The query also includes a sort on ts descending. Without an index that supports this sort, MongoDB must load all matching documents into memory and sort them. If more than 100MB of data matches the filter before the sort, the query fails entirely.
// SLOW: Query without supporting index
MongoCollection<Document> readings = database.getCollection("readings");
FindIterable<Document> results = readings.find(
Filters.and(
Filters.eq("sensorId", sensorId),
Filters.gte("ts", oneHourAgo)
))
.sort(Sorts.descending("ts"))
.limit(50);
// This triggers a COLLSCAN on 52M documents
for (Document doc : results) {
processReading(doc);
}
The full explain("executionStats") output:
{
"executionStats": {
"executionSuccess": true,
"nReturned": 50,
"executionTimeMillis": 14230,
"totalKeysExamined": 0,
"totalDocsExamined": 52847391,
"executionStages": {
"stage": "SORT",
"nReturned": 50,
"sortPattern": {"ts": -1},
"memLimit": 104857600,
"memUsage": 87432160,
"inputStage": {
"stage": "COLLSCAN",
"nReturned": 86400,
"totalDocsExamined": 52847391,
"direction": "forward"
}
}
}
}
Two problems are visible in this plan. First, COLLSCAN examined 52.8 million documents to find 86,400 matches for this sensor in the last hour. Second, the SORT stage loaded all 86,400 matching documents (87 MB) into memory to sort them by timestamp. It is using 87 MB of the 100 MB limit. With slightly more data, this query will fail.
The Benchmark
The impact of a single COLLSCAN extends beyond the slow query itself. While MongoDB scans 52 million documents, it holds WiredTiger read tickets. Other queries queue behind it.
// k6 test: measure impact of COLLSCAN on concurrent operations
import http from 'k6/http';
import { Trend } from 'k6/metrics';
const normalQueryLatency = new Trend('normal_query_latency', true);
export const options = {
scenarios: {
normal_reads: {
executor: 'constant-arrival-rate',
rate: 100,
timeUnit: '1s',
duration: '2m',
preAllocatedVUs: 50,
maxVUs: 100,
exec: 'normalRead',
},
heavy_collscan: {
executor: 'constant-arrival-rate',
rate: 2,
timeUnit: '1s',
duration: '2m',
preAllocatedVUs: 5,
maxVUs: 10,
exec: 'heavyQuery',
startTime: '30s', // Start after baseline period
},
},
};
export function normalRead() {
const res = http.get(`${__ENV.BASE_URL}/api/telemetry/latest/sensor-00001`);
normalQueryLatency.add(res.timings.duration);
}
export function heavyQuery() {
http.get(`${__ENV.BASE_URL}/api/telemetry/stats/sensor-00042?window=24h`);
}
Results before and after the COLLSCAN queries begin:
| Metric | First 30s (no COLLSCAN) | After COLLSCAN starts |
|---|---|---|
| Normal read p50 | 4ms | 4ms |
| Normal read p95 | 12ms | 280ms |
| Normal read p99 | 45ms | 1,400ms |
| Available read tickets | 126/128 | 12/128 |
The COLLSCAN queries consume read tickets while scanning millions of documents.

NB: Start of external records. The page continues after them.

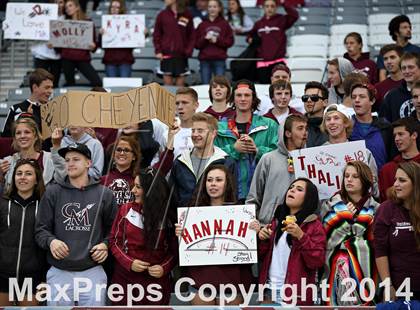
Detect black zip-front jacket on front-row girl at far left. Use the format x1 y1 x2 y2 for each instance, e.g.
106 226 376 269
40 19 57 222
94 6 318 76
0 198 47 281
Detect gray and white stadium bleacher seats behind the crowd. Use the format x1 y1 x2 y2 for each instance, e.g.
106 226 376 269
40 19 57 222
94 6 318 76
0 0 420 126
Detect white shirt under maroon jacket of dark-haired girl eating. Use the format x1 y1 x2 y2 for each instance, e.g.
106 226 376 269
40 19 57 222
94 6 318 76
268 232 290 290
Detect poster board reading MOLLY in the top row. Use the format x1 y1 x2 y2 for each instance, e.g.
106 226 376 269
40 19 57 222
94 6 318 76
50 20 93 50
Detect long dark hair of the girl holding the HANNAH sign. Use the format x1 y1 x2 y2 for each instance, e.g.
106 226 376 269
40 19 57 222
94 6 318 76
190 164 236 207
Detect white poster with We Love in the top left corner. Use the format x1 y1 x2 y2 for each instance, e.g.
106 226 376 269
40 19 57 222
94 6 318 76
3 2 58 41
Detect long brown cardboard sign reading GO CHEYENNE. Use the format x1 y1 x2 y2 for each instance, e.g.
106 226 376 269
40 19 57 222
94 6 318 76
41 83 175 138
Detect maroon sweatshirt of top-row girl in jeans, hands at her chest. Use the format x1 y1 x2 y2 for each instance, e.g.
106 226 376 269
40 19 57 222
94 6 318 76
195 16 234 60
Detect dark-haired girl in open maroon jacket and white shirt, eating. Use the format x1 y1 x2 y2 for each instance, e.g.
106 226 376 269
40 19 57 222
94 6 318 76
258 178 326 306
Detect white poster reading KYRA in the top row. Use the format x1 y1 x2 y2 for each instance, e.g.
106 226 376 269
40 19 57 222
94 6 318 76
102 14 145 48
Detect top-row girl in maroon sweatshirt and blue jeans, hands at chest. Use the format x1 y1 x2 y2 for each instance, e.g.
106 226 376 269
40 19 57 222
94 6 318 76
195 0 234 84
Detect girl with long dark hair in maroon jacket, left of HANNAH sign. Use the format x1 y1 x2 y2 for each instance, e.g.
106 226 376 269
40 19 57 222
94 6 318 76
109 168 176 306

Normal reads that previously completed in 4ms now wait hundreds of milliseconds for a read ticket to become available.
The Fix
Create the index that the query needs:
// FAST: Create compound index for the query pattern
collection.createIndex(
Indexes.compoundIndex(
Indexes.ascending("sensorId"),
Indexes.descending("ts")
),
new IndexOptions().name("sensorId_ts_desc")
);
The query now uses IXSCAN:
{
"executionStats": {
"nReturned": 50,
"executionTimeMillis": 3,
"totalKeysExamined": 50,
"totalDocsExamined": 50,
"executionStages": {
"stage": "LIMIT",
"nReturned": 50,
"inputStage": {
"stage": "FETCH",
"nReturned": 50,
"inputStage": {
"stage": "IXSCAN",
"nReturned": 50,
"keyPattern": {"sensorId": 1, "ts": -1},
"indexName": "sensorId_ts_desc",
"totalKeysExamined": 50
}
}
}
}
}
Ratio: 1:1. Time: 3ms. No in-memory SORT stage because the index supports both the filter and the sort order. The SORT stage disappeared entirely.
The Proof
| Metric | Before (COLLSCAN) | After (IXSCAN) |
|---|---|---|
| Query time | 14,230ms | 3ms |
| Docs examined | 52,847,391 | 50 |
| Ratio | 1,056,948:1 | 1:1 |
| Memory sort | 87 MB | 0 MB |
| Impact on concurrent queries | p99 degraded to 1,400ms | No measurable impact |
The Trade-off
The {sensorId: 1, ts: -1} index consumes approximately 1.8 GB of storage for 52 million documents. It must be maintained on every insert: each new telemetry reading adds one index entry. At 1,000 inserts per second, the index maintenance adds approximately 0.5ms of overhead per insert. This is a 4,743,266x improvement in read time for a 0.5ms increase in write time. The trade-off is not close.